Cuba went on alert on Wednesday as a weakened Hurricane Paula was nearing its western tip after brushing eastern Mexican shores.
"Paula will be very close to western Cuba on Wednesday night or early Thursday," the island state's National Meteorology Institute (INSMET) said around noon.
The institute said that at noon Wednesday local time, the ninth hurricane of this year's Atlantic hurricane season was centered some 100 miles southwest of San Antonio Cape, Cuba's westernmost tip.
It was moving northeastward at about 13 km per hour, and coastal flooding would hit western Cuba on Wednesday evening, the INSMET warned.
As Paula roared toward the Cuban coast, it weakened to a Category 1 storm later Wednesday, with its maximum sustained winds having waned from 160 kph to 140 kph, according to Mexico's National Meteorology Service (SMN), which predicted that it would dissipate by Sunday.

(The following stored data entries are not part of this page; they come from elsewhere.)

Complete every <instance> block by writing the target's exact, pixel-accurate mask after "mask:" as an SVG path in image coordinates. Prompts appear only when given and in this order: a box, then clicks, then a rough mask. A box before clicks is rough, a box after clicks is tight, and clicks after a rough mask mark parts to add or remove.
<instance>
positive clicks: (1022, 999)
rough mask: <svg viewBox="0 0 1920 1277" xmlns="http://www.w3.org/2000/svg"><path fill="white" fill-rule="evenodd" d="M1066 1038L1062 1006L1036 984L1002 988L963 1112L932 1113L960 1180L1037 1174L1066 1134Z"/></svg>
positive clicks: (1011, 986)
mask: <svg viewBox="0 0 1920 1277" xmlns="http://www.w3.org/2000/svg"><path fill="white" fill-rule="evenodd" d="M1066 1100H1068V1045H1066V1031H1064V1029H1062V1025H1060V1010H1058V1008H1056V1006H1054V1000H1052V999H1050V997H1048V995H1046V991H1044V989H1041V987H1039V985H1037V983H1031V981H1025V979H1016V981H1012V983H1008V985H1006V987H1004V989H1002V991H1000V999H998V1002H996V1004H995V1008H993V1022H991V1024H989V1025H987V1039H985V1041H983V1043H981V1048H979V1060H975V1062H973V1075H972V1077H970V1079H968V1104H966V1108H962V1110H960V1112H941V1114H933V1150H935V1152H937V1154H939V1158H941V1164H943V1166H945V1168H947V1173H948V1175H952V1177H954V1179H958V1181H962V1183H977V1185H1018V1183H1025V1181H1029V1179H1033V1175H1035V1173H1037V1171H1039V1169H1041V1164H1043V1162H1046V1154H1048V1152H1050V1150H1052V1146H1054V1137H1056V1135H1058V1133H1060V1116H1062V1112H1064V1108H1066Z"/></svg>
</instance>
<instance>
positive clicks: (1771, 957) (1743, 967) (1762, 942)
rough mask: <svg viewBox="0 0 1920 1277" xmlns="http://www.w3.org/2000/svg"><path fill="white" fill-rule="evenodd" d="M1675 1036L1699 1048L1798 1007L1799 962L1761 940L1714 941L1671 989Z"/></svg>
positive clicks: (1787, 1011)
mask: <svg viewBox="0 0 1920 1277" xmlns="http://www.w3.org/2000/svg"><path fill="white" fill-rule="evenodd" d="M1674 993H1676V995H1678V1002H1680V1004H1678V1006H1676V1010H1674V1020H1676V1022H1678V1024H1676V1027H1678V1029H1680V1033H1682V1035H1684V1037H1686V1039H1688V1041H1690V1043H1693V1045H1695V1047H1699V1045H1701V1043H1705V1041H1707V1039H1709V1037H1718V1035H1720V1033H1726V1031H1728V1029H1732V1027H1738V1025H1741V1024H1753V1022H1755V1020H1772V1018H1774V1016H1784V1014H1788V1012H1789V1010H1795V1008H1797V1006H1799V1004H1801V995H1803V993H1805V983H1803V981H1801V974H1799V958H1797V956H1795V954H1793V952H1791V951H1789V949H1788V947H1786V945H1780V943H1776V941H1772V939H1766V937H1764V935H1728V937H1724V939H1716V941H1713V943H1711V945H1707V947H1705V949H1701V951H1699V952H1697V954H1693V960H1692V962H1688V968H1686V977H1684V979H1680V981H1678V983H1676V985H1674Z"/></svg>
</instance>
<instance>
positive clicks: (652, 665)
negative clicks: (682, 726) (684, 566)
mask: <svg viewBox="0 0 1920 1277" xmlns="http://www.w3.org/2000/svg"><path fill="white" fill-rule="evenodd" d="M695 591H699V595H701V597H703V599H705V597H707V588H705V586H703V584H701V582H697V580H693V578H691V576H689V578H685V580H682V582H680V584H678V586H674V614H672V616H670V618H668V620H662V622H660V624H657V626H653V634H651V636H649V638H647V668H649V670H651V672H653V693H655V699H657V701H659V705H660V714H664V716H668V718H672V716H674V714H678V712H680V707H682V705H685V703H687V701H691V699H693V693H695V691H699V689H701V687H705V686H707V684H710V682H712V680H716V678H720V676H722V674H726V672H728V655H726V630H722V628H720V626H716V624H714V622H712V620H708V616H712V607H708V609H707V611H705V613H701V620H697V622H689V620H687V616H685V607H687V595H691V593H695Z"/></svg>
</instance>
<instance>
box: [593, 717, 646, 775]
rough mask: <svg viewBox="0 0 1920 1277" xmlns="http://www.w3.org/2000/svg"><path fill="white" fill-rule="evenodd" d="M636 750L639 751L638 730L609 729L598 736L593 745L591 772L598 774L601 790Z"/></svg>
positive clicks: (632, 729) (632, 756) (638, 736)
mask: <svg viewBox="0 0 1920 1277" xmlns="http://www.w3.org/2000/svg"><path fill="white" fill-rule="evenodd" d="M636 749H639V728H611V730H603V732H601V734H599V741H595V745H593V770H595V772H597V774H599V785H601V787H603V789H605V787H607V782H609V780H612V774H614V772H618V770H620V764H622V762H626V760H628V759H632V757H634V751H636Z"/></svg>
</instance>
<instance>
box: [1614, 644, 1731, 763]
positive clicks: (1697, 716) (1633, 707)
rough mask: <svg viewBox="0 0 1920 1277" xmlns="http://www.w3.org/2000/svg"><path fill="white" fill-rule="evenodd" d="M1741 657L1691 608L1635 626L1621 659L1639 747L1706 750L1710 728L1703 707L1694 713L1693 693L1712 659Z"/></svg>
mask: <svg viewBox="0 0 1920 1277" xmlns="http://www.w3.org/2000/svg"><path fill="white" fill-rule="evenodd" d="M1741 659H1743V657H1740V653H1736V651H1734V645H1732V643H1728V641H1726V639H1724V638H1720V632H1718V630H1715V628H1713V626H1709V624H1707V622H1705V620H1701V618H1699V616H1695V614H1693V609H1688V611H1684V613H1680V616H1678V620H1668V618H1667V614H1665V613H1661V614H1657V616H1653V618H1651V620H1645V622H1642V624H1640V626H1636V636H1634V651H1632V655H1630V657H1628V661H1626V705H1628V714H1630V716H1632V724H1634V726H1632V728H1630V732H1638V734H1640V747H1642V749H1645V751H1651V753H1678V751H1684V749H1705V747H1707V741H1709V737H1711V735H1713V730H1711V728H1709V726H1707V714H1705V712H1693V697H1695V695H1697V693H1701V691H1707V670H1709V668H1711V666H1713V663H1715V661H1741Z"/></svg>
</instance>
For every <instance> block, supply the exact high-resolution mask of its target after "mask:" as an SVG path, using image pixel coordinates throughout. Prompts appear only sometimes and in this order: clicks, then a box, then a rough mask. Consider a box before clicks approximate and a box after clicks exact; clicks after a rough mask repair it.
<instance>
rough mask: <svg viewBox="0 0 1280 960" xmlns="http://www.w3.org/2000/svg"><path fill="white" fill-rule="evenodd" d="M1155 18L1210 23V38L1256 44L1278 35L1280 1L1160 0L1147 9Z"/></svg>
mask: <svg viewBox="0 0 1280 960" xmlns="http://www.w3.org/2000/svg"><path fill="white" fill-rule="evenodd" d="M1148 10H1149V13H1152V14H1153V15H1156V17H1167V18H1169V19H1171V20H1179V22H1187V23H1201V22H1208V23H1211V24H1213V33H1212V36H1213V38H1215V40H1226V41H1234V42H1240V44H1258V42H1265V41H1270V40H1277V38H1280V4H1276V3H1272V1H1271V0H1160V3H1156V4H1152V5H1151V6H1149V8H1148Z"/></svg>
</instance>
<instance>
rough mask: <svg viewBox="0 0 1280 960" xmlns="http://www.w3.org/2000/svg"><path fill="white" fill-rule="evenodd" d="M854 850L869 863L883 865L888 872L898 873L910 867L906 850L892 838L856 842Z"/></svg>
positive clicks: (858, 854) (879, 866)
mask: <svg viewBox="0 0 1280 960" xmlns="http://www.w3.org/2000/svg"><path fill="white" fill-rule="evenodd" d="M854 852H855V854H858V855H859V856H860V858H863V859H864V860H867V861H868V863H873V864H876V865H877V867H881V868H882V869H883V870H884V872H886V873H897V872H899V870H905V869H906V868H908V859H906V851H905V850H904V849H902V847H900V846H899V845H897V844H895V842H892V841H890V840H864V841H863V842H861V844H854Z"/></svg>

Mexican authorities then canceled the hurricane alert on its eastern coastal regions, yet a heavy rain alert remained in place for the states of Yucatan and Quinatana Roo.
The partial relief came after the fury of Hurricane Paula prompted the Mexican Interior Ministry to place four municipalities along its Caribbean coast on red alert, the highest on its five-level scale. Local authorities had already carried out precautionary evacuations earlier this week.
In previous statements, the ministry warned that citizens should expect dangerous storms to continue until the end of November. It has so far declared 34 "states of disaster" for 522 municipalities across the country.